見かけ上は高利回りで安定した収入のように見える一方で、資産そのものは減少している可能性があります。この構造を理解しないまま投資を行うと、想定と異なる結果になりやすくなります。

本稿では、タコ配を見抜くための実務的なチェックポイントを整理します。


タコ配の基本構造

タコ配は、運用益ではなく元本の一部を分配金として支払う状態です。

投資信託の分配金は、
・運用益から支払われる場合
・元本の払い戻しとして支払われる場合

の2種類に分かれます。

後者は形式上「分配金」として受け取りますが、実質的には自分の資産を取り崩しているに過ぎません。

この違いを理解することが、すべての出発点になります。


チェック① 分配金の内訳を見る

最も重要なのは、分配金の内訳です。

分配金には、
・普通分配金(課税対象)
・元本払戻金(非課税)

があります。

元本払戻金の割合が高い場合、それは運用益ではなく、投資元本の返還である可能性が高いと判断できます。

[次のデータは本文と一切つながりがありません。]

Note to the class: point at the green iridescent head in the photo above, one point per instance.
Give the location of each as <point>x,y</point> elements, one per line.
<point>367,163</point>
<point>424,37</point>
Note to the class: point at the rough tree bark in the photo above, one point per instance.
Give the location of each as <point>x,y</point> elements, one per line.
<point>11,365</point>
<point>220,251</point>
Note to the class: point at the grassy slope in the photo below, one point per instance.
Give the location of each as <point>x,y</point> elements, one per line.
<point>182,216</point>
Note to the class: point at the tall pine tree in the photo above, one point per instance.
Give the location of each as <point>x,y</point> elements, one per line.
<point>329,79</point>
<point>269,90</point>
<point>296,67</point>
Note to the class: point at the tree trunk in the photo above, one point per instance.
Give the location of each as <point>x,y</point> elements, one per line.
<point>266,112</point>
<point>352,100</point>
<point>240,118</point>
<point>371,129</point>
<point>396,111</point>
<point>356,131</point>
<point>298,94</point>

分配金の金額だけでなく、その中身を確認することが不可欠です。


チェック② 基準価額の長期推移

基準価額の推移は、タコ配を見抜くうえで非常に重要な指標です。

分配金を出し続けているにもかかわらず、基準価額が長期的に下落している場合、元本の取り崩しが行われている可能性があります。

特に、
・設定時から大きく下落している
・分配金の水準に対して回復が見られない

といったケースは注意が必要です。


チェック③ トータルリターンで評価する

分配金だけを見ると、利回りが高く見えることがあります。

しかし、投資の成果は、
・基準価額の変動
・分配金の合計

を合わせたトータルリターンで判断する必要があります。

トータルリターンが低い、あるいはマイナスであるにもかかわらず分配金が高い場合、その差は元本取り崩しで埋められている可能性があります。


チェック④ 分配方針と実態の乖離

投資信託には分配方針が定められています。

例えば、
・安定的な分配を目指す
・一定水準の分配を継続する

といった方針が掲げられている場合でも、実際の運用状況と整合しているかを確認する必要があります。

市場環境が悪化しているにもかかわらず分配金が維持されている場合、運用益以外の資金が使われている可能性があります。


チェック⑤ コスト控除後の収益力

運用には信託報酬などのコストがかかります。

分配金が高く見えても、
・コストを差し引いた後の収益がどれだけ残っているか
・その収益で分配金を賄えているか

を確認する必要があります。

収益力を上回る分配が行われている場合、その差は元本から補填されている可能性があります。


見かけの利回りに惑わされない視点

タコ配を見抜くうえで最も重要なのは、利回りの見方です。

表示される分配金利回りは、
・元本取り崩しを含んでいる可能性がある
・税引前の数値である

ため、そのまま投資判断に使うべきではありません。

利回りではなく、資産全体がどのように変化しているかを確認する必要があります。


実務上のチェックリスト

実務的には、以下の視点で総合判断することが有効です。

・分配金の内訳はどうなっているか
・基準価額は長期的に維持されているか
・トータルリターンはプラスか
・分配水準は運用環境と整合しているか
・コスト控除後でも分配が成立しているか

これらの項目を複合的に確認することで、タコ配のリスクを相当程度把握することができます。


結論

タコ配は、分配金という形で見えにくくなっている元本取り崩しです。

問題の本質は、分配金の有無ではなく、その原資と持続性にあります。

毎月分配型投信を評価する際には、「いくら受け取れるか」ではなく、「資産がどう変化しているか」を基準に判断する必要があります。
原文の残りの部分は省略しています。